The uptake of potassium tellurite by the cells was measured by monitoring the disappearance of the oxyanion from the growth medium in both aerobic and photosynthetic cultures. At an initial tellurite concentration of 25 μg/ml, the oxyanion completely disappeared from the medium in approximately 30 h under aerobic conditions on rich medium and after 22 to 24 h under photosynthetic-anaerobic conditions (Fig. 2B). Similar results were obtained at an initial concentration of 50 μg of tellurite per ml, with the oxyanion disappearing from the medium in approximately 34 h (not shown).

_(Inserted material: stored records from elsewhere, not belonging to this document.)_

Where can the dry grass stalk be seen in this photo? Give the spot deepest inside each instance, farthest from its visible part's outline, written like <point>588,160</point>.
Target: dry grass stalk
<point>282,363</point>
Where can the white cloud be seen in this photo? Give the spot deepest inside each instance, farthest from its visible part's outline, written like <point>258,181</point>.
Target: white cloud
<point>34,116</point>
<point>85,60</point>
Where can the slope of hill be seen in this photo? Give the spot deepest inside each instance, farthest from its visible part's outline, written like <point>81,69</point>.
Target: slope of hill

The presence of tellurite in the medium negatively affected the growth rate of the culture to a degree that was influenced by the growth mode (Fig. 2A). At 25 μg of K2TeO3 per ml, photosynthetic cultures showed a more than twofold increase in doubling time, 2.7 for cells grown on rich medium and 2.3 for cells grown on minimal medium, versus a 3.8-fold increase for aerobic cultures. Growing the cultures at 50 μg of tellurite per ml further increased the measured doubling times, as expected (data not shown).
FIG. 2.
(A) Growth curves of cells grown in the presence of 25 μg of K2TeO3 per ml. Solid lines, K2TeO3-grown cultures; dashed lines, control cultures. (B) Variation of tellurite concentration in the growth medium. The same symbols represent the same growth conditions in the two panels. Symbols: ▪, aerobic conditions on rich medium; •, photosynthetic conditions on minimal medium; ▴, photosynthetic conditions on rich medium.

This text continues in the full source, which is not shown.